How common is it for a densely-defined linear functional to be closed?

Question

I've always held the vague belief that any densely-defined operator encountered "in nature", if it isn't bounded, is probably at least closable. But, today I noticed the following thing:

Consider the Banach space $C_0(\mathbb{R})$ of continuous, complex-valued function vanishing at $\pm \infty$ in the uniform norm. We have a densely-defined linear functional $\int : C_c(\mathbb{R}) \to \mathbb{C}$ given by Riemann integrating compactly supported functions. This functional is not closable. Indeed, choose $f \in C_c(\mathbb{R})$ with $\int f = 1$ and put $f_n(t) = (1/n) \cdot f(t/n)$. Then $f_n \to 0$ uniformly, but $\int f_n = 1$ for all $n$. Thus $(0,1)$ belongs to the closure of $\operatorname{Graph}(\int) \subset C_0(\mathbb{R}) \times \mathbb{C}$, and $\overline{\int}$ is not single-valued.
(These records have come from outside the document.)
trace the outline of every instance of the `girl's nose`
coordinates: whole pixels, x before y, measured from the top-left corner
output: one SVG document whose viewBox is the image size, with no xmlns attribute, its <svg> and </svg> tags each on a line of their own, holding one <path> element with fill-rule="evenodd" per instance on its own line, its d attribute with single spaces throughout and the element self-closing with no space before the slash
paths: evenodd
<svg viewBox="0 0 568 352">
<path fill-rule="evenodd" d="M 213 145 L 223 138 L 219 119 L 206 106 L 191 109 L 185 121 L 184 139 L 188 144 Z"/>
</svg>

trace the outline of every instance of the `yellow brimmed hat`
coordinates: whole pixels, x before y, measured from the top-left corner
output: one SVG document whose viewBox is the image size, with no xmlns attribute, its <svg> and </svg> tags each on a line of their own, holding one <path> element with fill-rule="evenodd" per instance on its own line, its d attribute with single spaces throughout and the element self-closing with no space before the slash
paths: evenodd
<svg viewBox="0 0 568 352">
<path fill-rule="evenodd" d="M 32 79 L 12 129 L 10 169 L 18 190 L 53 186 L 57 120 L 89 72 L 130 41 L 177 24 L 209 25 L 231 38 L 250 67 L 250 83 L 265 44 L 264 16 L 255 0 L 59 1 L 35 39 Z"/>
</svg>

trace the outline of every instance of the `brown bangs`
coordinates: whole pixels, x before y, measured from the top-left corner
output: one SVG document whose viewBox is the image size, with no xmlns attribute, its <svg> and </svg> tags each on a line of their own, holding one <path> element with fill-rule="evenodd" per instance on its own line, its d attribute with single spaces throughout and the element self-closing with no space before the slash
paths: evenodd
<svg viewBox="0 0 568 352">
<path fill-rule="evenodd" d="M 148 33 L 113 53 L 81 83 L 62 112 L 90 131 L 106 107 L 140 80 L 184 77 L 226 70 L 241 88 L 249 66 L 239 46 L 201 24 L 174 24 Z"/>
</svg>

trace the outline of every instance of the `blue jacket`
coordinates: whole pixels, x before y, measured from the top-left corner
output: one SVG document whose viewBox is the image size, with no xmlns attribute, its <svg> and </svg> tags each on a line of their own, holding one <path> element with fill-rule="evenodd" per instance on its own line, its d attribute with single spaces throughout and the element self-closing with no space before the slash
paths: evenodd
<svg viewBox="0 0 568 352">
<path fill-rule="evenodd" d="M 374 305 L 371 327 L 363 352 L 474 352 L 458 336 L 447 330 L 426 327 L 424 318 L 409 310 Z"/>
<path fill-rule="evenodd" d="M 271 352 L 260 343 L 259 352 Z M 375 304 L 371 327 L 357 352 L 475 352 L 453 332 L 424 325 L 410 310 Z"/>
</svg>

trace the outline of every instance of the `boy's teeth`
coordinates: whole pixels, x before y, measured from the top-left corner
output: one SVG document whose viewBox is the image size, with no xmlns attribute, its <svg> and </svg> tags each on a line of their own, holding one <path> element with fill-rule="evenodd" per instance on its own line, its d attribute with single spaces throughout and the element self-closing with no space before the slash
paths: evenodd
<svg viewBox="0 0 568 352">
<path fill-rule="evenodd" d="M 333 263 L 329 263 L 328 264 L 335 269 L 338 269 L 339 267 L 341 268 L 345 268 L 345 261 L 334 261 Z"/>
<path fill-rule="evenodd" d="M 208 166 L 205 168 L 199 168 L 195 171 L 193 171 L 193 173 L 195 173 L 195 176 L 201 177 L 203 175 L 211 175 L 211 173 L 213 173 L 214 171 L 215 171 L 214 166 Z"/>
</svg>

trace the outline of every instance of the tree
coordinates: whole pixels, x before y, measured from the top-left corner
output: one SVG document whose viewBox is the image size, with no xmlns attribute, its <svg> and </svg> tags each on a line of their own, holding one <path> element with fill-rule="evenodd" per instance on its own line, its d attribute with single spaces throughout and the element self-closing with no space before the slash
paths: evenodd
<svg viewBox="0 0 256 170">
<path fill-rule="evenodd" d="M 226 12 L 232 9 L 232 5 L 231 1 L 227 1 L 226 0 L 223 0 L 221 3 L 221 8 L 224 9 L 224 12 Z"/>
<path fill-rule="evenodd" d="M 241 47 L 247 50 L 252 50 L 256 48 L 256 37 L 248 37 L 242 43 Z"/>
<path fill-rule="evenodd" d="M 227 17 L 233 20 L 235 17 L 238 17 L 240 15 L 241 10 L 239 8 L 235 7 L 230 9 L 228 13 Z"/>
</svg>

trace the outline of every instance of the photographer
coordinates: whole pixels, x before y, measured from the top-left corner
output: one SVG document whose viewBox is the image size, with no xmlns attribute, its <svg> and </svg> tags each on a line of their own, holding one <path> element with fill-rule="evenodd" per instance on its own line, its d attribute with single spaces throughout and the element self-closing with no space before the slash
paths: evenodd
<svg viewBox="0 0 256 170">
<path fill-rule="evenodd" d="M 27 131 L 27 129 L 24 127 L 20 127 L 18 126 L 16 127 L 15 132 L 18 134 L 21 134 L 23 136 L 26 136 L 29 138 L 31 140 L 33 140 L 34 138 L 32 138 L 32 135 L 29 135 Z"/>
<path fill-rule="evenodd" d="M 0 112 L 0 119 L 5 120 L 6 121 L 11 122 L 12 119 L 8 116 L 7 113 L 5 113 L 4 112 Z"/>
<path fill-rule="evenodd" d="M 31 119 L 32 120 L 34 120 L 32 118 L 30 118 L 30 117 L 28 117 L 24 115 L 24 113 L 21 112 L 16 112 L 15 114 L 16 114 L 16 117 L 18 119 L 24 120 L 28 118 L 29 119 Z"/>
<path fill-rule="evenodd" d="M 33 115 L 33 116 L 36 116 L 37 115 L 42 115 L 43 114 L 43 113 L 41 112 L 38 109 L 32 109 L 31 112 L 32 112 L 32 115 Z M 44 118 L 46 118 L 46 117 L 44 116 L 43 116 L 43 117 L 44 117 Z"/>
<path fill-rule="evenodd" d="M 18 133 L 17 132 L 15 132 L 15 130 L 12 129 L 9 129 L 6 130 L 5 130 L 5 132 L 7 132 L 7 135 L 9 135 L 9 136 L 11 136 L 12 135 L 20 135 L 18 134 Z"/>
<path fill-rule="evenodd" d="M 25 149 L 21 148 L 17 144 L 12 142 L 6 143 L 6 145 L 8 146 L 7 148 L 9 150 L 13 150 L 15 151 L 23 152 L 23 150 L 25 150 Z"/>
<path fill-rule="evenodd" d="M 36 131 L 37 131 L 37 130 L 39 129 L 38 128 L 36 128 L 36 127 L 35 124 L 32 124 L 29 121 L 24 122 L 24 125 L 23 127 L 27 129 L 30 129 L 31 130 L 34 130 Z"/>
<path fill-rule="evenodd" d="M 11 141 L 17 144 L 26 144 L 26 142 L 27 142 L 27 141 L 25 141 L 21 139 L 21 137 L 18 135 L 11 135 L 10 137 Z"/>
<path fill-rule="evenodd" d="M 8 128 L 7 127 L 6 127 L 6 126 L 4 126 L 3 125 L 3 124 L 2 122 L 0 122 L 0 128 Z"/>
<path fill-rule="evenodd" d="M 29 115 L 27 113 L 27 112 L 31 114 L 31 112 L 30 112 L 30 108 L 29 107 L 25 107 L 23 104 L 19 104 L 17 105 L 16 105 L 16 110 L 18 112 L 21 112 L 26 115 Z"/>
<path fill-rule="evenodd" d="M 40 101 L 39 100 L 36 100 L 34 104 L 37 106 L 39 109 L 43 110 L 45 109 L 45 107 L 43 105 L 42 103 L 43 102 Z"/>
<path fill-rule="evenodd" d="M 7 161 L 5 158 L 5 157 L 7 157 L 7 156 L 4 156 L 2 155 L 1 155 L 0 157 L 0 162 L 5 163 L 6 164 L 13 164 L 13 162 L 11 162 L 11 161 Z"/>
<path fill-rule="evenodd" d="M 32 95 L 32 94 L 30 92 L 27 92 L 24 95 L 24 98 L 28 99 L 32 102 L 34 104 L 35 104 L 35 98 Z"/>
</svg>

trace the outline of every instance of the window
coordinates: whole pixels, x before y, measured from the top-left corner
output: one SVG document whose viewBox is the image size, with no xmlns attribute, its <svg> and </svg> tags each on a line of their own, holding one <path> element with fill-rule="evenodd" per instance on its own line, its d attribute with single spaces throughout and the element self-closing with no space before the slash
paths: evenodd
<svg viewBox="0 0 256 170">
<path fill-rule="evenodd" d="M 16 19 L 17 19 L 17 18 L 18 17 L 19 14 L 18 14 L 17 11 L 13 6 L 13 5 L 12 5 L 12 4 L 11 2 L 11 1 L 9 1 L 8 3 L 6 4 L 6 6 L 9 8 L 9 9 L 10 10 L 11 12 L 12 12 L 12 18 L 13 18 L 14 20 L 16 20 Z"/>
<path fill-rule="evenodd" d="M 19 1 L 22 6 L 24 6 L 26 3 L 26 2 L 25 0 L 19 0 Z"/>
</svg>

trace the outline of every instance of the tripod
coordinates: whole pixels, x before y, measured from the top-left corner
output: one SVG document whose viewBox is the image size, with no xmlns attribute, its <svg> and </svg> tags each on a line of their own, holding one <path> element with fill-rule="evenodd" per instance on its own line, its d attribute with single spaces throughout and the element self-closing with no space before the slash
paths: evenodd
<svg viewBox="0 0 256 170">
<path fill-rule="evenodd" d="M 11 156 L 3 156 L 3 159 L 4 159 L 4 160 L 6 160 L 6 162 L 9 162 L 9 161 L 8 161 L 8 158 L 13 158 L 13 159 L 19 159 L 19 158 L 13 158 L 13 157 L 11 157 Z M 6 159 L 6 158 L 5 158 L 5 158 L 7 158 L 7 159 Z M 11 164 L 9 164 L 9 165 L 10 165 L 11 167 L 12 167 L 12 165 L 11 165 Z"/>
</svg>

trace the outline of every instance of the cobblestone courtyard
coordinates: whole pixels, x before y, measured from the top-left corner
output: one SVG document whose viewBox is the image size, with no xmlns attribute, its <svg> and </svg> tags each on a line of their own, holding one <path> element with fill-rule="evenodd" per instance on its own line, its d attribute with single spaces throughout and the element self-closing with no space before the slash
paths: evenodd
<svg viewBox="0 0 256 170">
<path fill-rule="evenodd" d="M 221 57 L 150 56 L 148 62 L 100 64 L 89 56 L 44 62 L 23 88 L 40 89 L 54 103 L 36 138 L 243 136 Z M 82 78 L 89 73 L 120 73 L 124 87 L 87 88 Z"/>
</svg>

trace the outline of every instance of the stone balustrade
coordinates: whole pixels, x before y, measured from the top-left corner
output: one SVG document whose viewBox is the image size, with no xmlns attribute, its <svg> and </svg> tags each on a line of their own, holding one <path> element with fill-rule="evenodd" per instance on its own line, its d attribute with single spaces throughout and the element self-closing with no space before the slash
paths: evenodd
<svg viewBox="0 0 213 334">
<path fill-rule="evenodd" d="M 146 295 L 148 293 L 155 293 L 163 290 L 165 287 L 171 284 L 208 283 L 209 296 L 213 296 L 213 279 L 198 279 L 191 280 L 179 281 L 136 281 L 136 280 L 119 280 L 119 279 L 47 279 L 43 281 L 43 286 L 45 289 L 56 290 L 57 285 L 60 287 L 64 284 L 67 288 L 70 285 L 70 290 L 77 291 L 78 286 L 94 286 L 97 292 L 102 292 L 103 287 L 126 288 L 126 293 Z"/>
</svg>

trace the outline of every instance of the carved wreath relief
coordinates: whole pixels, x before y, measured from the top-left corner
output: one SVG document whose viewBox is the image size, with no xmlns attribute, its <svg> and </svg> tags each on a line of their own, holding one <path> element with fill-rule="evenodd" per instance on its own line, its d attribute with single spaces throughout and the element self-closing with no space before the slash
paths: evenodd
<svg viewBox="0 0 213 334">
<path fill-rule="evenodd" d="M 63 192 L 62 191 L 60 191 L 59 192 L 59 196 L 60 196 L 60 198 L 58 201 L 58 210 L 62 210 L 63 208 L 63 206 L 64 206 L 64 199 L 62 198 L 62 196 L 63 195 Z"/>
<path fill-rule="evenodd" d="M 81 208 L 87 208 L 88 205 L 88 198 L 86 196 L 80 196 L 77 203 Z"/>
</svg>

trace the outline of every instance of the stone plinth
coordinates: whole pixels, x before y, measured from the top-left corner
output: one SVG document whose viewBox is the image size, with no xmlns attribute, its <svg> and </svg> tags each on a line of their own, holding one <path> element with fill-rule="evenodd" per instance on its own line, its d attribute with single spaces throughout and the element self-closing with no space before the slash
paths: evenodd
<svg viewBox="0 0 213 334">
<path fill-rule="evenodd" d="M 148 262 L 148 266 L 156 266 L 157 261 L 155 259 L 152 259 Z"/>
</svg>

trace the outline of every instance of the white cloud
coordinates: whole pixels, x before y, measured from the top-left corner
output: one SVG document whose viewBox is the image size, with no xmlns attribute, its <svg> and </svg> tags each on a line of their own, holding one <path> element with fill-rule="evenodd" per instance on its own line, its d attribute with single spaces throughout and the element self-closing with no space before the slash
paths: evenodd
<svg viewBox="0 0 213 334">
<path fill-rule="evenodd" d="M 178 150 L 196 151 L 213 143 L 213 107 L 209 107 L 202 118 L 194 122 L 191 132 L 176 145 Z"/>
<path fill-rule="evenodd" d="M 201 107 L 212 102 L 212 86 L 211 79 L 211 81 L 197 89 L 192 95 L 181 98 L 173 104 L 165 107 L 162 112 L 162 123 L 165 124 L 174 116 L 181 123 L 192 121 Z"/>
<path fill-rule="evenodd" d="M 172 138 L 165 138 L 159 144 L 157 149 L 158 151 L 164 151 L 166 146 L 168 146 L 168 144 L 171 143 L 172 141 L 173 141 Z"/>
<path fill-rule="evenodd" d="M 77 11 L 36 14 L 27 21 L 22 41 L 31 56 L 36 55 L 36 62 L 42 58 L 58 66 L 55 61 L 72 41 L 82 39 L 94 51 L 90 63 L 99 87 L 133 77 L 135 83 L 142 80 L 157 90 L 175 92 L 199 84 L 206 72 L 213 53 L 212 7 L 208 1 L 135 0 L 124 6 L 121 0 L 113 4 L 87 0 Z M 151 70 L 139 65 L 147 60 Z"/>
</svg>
This surprised me because integration against an infinite measure is one of the most fundamental examples of an unbounded linear functional. So, if integration is not closed, how ubiquitous could closed linear functionals possibly be?

Question: Can you come up with any good "natural" examples of densely-defined linear functionals on Banach spaces which are closable? Do you have a sense for how important, or common, such examples are? Or are non-closable functionals the rule rather than the exception?

Thanks.

Answer 1

Actually I think I have an answer of sorts. Let $X$ be a Banach space and $\varphi$ a not necessarily bounded linear functional with domain $\operatorname{dom}(\varphi)$ a dense subspace of $X$.

Claim: If $\varphi$ is closed, then $\operatorname{dom}(\varphi) = X$ and $\varphi$ is bounded.

Proof: First we show that $\ker(\varphi)$ is a closed subspace of $X$. Indeed, suppose $x_n \in \ker(\varphi)$ converge to $x \in X$. We have $\lim \varphi(x_n) = \lim 0 = 0$ so, as $\varphi$ is closed, we have $\varphi(x) = 0$ i.e. $x \in \ker(\varphi)$. Now, $\operatorname{dom}(\varphi)$ is the sum of $\ker(\varphi)$ and a $1$-dimensional subspace. It follows that $\operatorname{dom}(\varphi)$ is closed in $X$ (sums of closed subspaces and finite-dimensional subspaces are closed). Since $\varphi$ is densely-definied, we have $\operatorname{dom}(\varphi) = X$. That $\varphi$ is bounded now follows either from the closed graph theorem, or the usual result that functionals with closed kernels are bounded.

Answer 2

I'll just write a short proof of what I said in the comment.

Claim: if $\varphi$ is an unbounded densely-defined linear functional on a Banach space $X$, then $\ker\varphi$ is dense.

Let $\mathcal D$ be the domain of $\varphi$ and let $x\in\mathcal D\setminus\ker\varphi$. We can assume that $\varphi(x)=1$. Since $\varphi$ is unbounded, we can find a sequence $\{x_n\}$ with $\varphi(x_n)=1$ and $x_n\to0$. Then $$ \varphi(x-x_n)=1-1=0, $$ so $\{x-x_n\}\subset\ker\varphi$. And $x-x_n\to x$, so $x$ is in the closure of $\ker\varphi$. As $\mathcal D$ is dense, so is $\ker\varphi$.